Halliburton (HAL) – Odd Lot Tender Offer – $250 potential

Current Price – $45.98

Offer Price - $42.5 – $48.5

Potential Gain – 5.5% or $250 for Odd Lot holders (if the upper pricing limit is used)

Expiration date – August 22, 2013

Odd Lot holders (less than 100 shares) are not subject to proration

SEC Filling

Summary:

Halliburton Company is offering to purchase for cash shares of its common stock, pursuant to (i) auction tenders at prices specified by the tendering stockholders of not less than $42.50 nor greater than $48.50 per share (“Auction Tenders”), or (ii) purchase price tenders (“Purchase Price Tenders”), in either case upon the terms and subject to the conditions described in this Offer to Purchase and in the related letter of transmittal. We are offering to purchase shares having an aggregate purchase price of no more than $3.3 billion.

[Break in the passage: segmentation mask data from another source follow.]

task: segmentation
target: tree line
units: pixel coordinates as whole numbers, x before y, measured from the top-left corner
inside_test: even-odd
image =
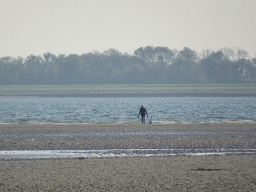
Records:
[[[45,53],[0,58],[1,85],[255,83],[256,57],[241,48],[219,51],[140,47],[82,55]]]

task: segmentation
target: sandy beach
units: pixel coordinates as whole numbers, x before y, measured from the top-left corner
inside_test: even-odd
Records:
[[[255,149],[255,123],[1,124],[0,150],[227,146]],[[57,138],[66,131],[205,130],[245,136]],[[9,135],[17,135],[10,139]],[[35,134],[37,133],[37,134]],[[248,134],[247,134],[248,133]],[[228,135],[227,134],[227,135]],[[21,136],[19,136],[21,135]],[[25,135],[25,136],[24,136]],[[231,134],[232,135],[232,134]],[[0,161],[0,191],[256,191],[256,155],[12,159]]]
[[[0,161],[0,191],[256,191],[256,155]]]

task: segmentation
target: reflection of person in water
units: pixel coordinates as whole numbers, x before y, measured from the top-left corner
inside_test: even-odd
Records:
[[[146,114],[147,114],[147,117],[148,117],[148,112],[147,112],[146,108],[143,105],[141,105],[139,115],[141,115],[142,124],[143,123],[145,124],[145,115]]]

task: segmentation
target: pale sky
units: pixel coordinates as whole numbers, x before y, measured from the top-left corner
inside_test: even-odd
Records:
[[[0,0],[0,57],[149,45],[255,57],[256,0]]]

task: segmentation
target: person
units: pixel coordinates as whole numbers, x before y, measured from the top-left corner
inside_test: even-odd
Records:
[[[146,108],[143,105],[141,105],[139,115],[141,115],[142,124],[143,123],[145,124],[145,115],[146,114],[147,114],[147,117],[148,117],[148,112],[147,112]]]

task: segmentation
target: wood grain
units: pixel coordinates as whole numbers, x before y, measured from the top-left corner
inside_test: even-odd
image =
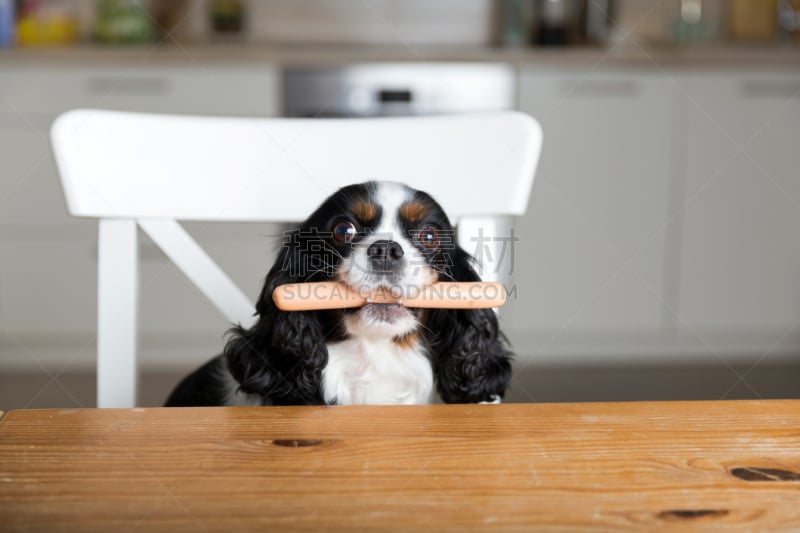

Assuming that the Offer is fully subscribed, the maximum of 77,647,058 shares that the Company is offering to purchase under the Offer represents approximately 8.5% of the total number of shares issued and outstanding as of July 15, 2013. Assuming the Offer is fully subscribed, the minimum of 68,041,237 shares that the Company is offering to purchase under the Offer represents approximately 7.4% of the total number of shares issued and outstanding as of July 15, 2013.

Proration:

Upon the terms and subject to the conditions of the Offer, if shares having an aggregate purchase price of less than $3.3 billion are validly tendered and not validly withdrawn, we will buy all shares validly tendered and not validly withdrawn. Upon the terms and subject to the conditions of the Offer, if the number of shares of common stock validly tendered at or below the Purchase Price and not validly withdrawn prior to the Expiration Time would result in an aggregate purchase price of more than $3.3 billion, we will purchase shares:

First, from all holders of “odd lots” of less than 100 shares who validly tender all of their shares at or below the Purchase Price, and do not validly withdraw them prior to the Expiration Time;

Second, from all other stockholders who validly tender shares at or below the Purchase Price, and do not validly withdraw them prior to the Expiration Time, on a pro rata basis, with appropriate adjustments to avoid the purchase of fractional shares (except for stockholders who tendered shares conditionally for which the condition was not satisfied), until we have purchased shares resulting in an aggregate purchase price of $3.3 billion; and

Third, only if necessary to permit us to purchase shares resulting in an aggregate purchase price of $3.3 billion, from holders who validly tender shares at or below the Purchase Price (and do not validly withdraw them prior to the Expiration Time) conditionally (for which the condition was not initially satisfied) by random lot, to the extent feasible. To be eligible for purchase by random lot, stockholders whose shares are conditionally tendered must have validly tendered and not validly withdrawn all of their shares prior to the Expiration Time.

 

Source of Funds:

In order to satisfy the Financing Condition, we intend to enter into one or more new debt financing arrangements that collectively result in our receipt of net proceeds that are sufficient to fund a substantial portion of the aggregate purchase price of the shares we intend to purchase in the Offer (the “Financing Transaction”). The terms of such financing will be determined by market conditions and other factors at the time they occur. No assurances can be given that we will in fact commence the Financing Transaction, and if commenced, that we will consummate the Financing Transaction. Consummation of the Offer is expressly contingent upon, among other things, our completing the Financing Transaction.